In the past few years, the Law Enforcement Torch Run for Special Olympics has been run in pleasant breeze and stifling heat.

On Tuesday there was rain that seemed to follow the torch as it was carried from Bolingbrook to New Lenox.

The Law Enforcement Torch Run is the single largest year-round fundraising event benefiting Special Olympics Illinois, according to the event’s website. The annual relay and its fundraising projects aim to raise money and to gain awareness for the athletes who participate in Special Olympics Illinois.

Tuesday’s run began at Bolingbrook Village Hall and the Flame of Hope was carried down Route 53. Lockport police officer Debbie Schenk, who coordinated the run locally, said the event gets a lot of attention long before passing motorists or pedestrians see the runners.

“The slow-moving emergency vehicles always draw attention. There were a lot of stares on Route 53, but also a lot of honking in support once they saw [the runners],” Schenk said.

Members of a local running club joined police when the torch was brought through Romeoville. To include other agencies, the run headed a few blocks south of Lockport to pass by state police headquarters and the edge of Crest Hill before turning around to cross over the Ninth Street bridge.

On State Street, Lockport Township and Homer Township firefighters positioned ladder trucks to hang a big American flag over the runners’ path. The flag is secured with bungee cords and hooks, but it requires concentration to synchronize two platforms designed for work, not display.

“You have to bring both ladders up at the same time. The flag will stretch a little, but it wouldn’t look good if we ripped it,” Lockport Township Deputy Chief John Kure said.

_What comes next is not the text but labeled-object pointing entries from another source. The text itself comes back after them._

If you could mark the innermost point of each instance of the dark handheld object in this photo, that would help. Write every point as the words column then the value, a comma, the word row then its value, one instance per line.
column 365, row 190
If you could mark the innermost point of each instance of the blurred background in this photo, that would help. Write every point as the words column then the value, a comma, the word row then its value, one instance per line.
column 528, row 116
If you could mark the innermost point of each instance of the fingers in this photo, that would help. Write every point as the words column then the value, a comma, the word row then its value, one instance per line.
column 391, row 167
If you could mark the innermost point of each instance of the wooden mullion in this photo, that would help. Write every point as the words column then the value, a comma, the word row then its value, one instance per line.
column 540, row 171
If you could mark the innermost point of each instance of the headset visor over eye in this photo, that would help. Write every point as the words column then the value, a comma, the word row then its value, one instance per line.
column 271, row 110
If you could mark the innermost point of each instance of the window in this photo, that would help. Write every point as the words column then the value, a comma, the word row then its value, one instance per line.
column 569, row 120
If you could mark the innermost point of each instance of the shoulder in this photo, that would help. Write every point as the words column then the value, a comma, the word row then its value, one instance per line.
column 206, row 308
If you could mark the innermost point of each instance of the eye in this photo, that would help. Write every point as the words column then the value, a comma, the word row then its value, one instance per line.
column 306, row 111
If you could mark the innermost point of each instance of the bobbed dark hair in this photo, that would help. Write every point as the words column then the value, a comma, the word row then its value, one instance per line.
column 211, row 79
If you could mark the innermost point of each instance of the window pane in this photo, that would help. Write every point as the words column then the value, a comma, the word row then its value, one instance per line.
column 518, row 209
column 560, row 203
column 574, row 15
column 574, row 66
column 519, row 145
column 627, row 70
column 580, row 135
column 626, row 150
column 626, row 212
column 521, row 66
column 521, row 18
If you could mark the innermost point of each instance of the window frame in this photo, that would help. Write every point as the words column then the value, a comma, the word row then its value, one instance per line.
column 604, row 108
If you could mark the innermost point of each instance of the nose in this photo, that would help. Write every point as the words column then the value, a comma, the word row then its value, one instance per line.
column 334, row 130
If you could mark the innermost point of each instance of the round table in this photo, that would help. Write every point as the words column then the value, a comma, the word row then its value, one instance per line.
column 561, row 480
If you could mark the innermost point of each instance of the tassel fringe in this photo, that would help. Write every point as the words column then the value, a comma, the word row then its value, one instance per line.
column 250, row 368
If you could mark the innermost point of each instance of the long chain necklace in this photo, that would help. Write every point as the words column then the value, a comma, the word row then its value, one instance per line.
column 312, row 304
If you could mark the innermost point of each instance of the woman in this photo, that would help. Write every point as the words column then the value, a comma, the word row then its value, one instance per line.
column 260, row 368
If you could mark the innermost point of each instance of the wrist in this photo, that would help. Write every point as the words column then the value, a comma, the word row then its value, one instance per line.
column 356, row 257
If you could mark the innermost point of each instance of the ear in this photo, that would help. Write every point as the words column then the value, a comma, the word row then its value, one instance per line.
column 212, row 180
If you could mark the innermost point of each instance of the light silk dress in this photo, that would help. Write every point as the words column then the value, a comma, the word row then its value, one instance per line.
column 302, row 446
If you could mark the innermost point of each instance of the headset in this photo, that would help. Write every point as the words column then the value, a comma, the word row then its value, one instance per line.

The steady rain that had some Lockport officers standing under trees as they waited had eased into a drizzle when the torch arrived. Chief Terry Lemming, Lt. Ron Huff and officers Kevin Brauch, Marty Hamilton, Dennis Ivanich and Shaun Kelly met Schenk in a parking lot just southeast of the bridge to accept the hand-off.

The Lockport police were joined by Will County Sheriff’s Deputy Steve Kirsch and his daughter Rikki for their lap around City Hall.

While the torch run is heading to Hancock Stadium in Normal for the state games, Rikki Kirsch will compete next week in the National Special Olympics in New Jersey. Kirsch will participate in the 25-meter backstroke, 25-meter butterfly, 50-meter freestyle and a relay with three other swimmers.

Coincidentally, Schenk was Kirsch’s first swimming coach.

“Don’t pull anything running [with the torch]. You have to compete,” Schenk told her just before the hand-off. Kirsch promised not to strain herself running because she had swim practice in the afternoon.

“I’m practicing more [as it gets closer]. I’m both more tired and more excited,” Kirsch said.

Tuesday’s leg of the torch run ended in New Lenox and will begin again Wednesday in Chicago to travel to Kankakee. Torch runs also will take place in other communities throughout the state this week.

As the torch came down State Street, Pam Hirth and Kaylynn Bown left their nearby office to applaud.

“This looks so cool. We just want to show support,” Hirth said.

Hirth and Bown went back to work. Kirsch went to swim and Schenk drove ahead of the procession to make sure the road was clear for Kirsch’s father, another deputy and a correctional transport officer to carry the torch down to Joliet.